Karen Russell: Her New Historical Fiction Is Set in a Dust Bowl

Karen Russell (photo by Michael Lionstar)

“So, a lot of this book, you know, is engaging with some of the racist, dehumanizing attitudes that in my mind have a role to play in the environmental disaster we call the Dust Bowl,” said Karen Russell, who is passionate about the themes of her new novel, The Antidote. I talked with her via Zoom from her home in Portland, Oregon, a week after she appeared at Prairie Lights in Iowa City.

“We don’t often think of these things. I didn’t grow up connecting American settler colonialism with the Dust Bowl. I didn’t connect the forcible removal and the dispossession of Native nations and their citizens with the Joads. I didn’t see one as causal of the other. I didn’t think of one as a driver of the economic ecological disaster we now call the Dust Bowl.

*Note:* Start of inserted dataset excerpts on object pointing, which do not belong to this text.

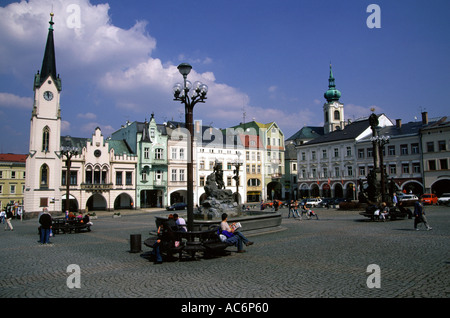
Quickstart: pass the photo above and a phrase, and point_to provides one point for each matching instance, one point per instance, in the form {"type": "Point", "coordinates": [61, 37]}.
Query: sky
{"type": "Point", "coordinates": [263, 60]}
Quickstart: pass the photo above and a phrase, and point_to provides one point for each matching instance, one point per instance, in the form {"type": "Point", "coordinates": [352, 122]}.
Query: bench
{"type": "Point", "coordinates": [207, 242]}
{"type": "Point", "coordinates": [67, 226]}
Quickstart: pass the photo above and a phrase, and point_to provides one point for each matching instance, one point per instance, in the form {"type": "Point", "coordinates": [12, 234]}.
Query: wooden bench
{"type": "Point", "coordinates": [191, 243]}
{"type": "Point", "coordinates": [67, 226]}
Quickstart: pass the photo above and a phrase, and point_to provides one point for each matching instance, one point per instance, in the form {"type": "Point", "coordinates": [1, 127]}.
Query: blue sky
{"type": "Point", "coordinates": [270, 59]}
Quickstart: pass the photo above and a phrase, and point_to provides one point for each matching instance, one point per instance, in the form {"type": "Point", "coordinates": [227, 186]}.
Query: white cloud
{"type": "Point", "coordinates": [8, 100]}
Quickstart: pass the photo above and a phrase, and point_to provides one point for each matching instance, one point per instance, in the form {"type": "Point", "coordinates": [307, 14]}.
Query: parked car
{"type": "Point", "coordinates": [311, 202]}
{"type": "Point", "coordinates": [177, 206]}
{"type": "Point", "coordinates": [409, 197]}
{"type": "Point", "coordinates": [269, 204]}
{"type": "Point", "coordinates": [444, 199]}
{"type": "Point", "coordinates": [429, 198]}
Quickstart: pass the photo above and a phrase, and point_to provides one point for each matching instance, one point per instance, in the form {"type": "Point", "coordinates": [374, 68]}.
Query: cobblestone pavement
{"type": "Point", "coordinates": [321, 258]}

“But during my research,” she continued, “that started to feel like the great open secret of the West, right? In this novel, I’m interested in the kind of omissions and erasures and distortions in the stories we tell about our own lives and the stories we pass down to our children, but also in these national myths that can really cover over the blood-red costs to real people and to these ecosystems that give us everything.”

Now, maybe you read those words and jumped to the conclusion that The Antidote is a polemic, more argument than novel. Nothing could be further from the truth.

Instead, The Antidote is a deeply human story—with a hearty and skillfully executed dose of magical realism—told from multiple points of view as the people of the fictional community of Uz, Nebraska, contend with two real-life natural disasters that upend their individual and communal lives in profound and mysterious ways.

The novel draws from three main sources: One, the Book of Job: “[The characters in The Antidote] start to have sort of a collective understanding of the ways that they might be united in the same mystery, in something much larger, really than any individual storyline.” Two, Toni Morrison’s 1998 collective-consciousness novel Paradise: “I felt a connection to that book because it shows scapegoating mechanics, and I think we’re seeing that everywhere today.” And three, maybe subconsciously, from The Wizard of Oz: “I feel ambivalent at best and sort of alarmed that that’s the lens that people bring.”

The book’s titular character (yes, The Antidote is also a name) serves as a vault for people’s memories. She slips into a trance as individuals share a memory—good or bad—that they want to forget, at least for the time being. If you bring back your receipt, she’ll slip into another trance and recite your memory back to you. At least, that’s her procedure before the Black Sunday dust storm of 1935, which leaves her devoid of everyone’s memories.

Of the character named The Antidote, Russell said, “She’s not the protagonist, but she’s that idea of a vault of memory, a kind of library, an archive, like an aquifer. All of that felt important to me, because one of the things the book led me to see or think about was how these private omissions that feel absolutely individual can aggregate into something like a mass forgetting or a mass denial.”

Dell, a young woman determined to apprentice herself to The Antidote and to win a basketball championship no matter what obstacles stand in her way, is also a vivid character whose quest for hoops glory is suggestive of the human tendency to pursue something of lesser importance while turning away from something of great importance. “There’s a kind of Pyrrhic victory for this team in the book,” Russell said. “It’s happening across these characters, these life stories. When does optimism tilt into delusion? . . . There’s something beautiful about the found family of a team and becoming like one organism. . . . But I was also thinking about how these same qualities in other contexts become fuel for so much destruction.”

The Antidote may be set in 1930s, but it resonates deeply with challenges we face collectively  today. “There are a lot of overlapping crises right now,” Russell said, “and there is no single antidote, right?”

Maybe not, but The Antidote is a singular accomplishment, and I cannot recommend it highly enough.